After years of abdominal pain, I underwent an abdominal hysterectomy, but it took its physical and psychological toll

October 28th, 2021. I was considered one of the “lucky ones”. My abdominal hysterectomy (removing the uterus through an incision in the lower abdomen) had gone ahead at University Hospital Waterford. By then, Covid numbers had started to creep up again and, within days of my operation getting the green light, hundreds of others were cancelled as hospitals all over the country tried their best to get to grips with another winter Covid spike.

It was an extremely isolating, lonely experience. Due to Covid, no visitors were allowed, so my twice-daily walks up and down the ward corridor became my social “highlight” of those five days post op. I was also blessed that some friends’ relatives worked as nurses at the hospital so they used to pop into me with a magazine or a paper. I don’t think they fully realised the positive impact of those simple acts of kindness.

Sixteen months later, there are still days when I don’t feel that same sense of “luck” that I felt when I heard my operation was finally going ahead. Thankfully, those kinds of days are becoming fewer and I’m gradually adapting to a new way of life post hysterectomy. My gynaecological journey has not been a straightforward one so I thought it might be worth sharing my experience for other women who might find they can relate in some way.

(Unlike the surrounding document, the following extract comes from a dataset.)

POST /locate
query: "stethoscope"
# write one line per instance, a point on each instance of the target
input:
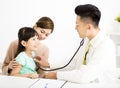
(81, 43)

Twenty years ago my then boyfriend (now husband) and I were on holiday in the US when I was struck down with excruciating cramps that resulted in me spending a few nights in a Boston hospital with a suspected burst ovarian cyst. Those gut-wrenching abdominal cramps had been occurring since childhood. Appendix extraction at the age of 13 had helped a little but they sporadically made an appearance throughout my teenage years. When I became sexually active in my 20s, my GP prescribed the contraceptive pill, which seemed to help physically but not mentally; so, after trying various types, I eventually had to abandon ship as the toll on my mental heath was just not worth it.


In 2010, aged 34, I gave birth to a healthy daughter via Caesarean section. She was breach in the womb and not for turning. The pregnancy had been challenging both physically and mentally, so I firmly believe nature sensitively intervened, to limit further gynaecological trauma. I was relieved when our daughter arrived safely – as did our son, 3½ years later.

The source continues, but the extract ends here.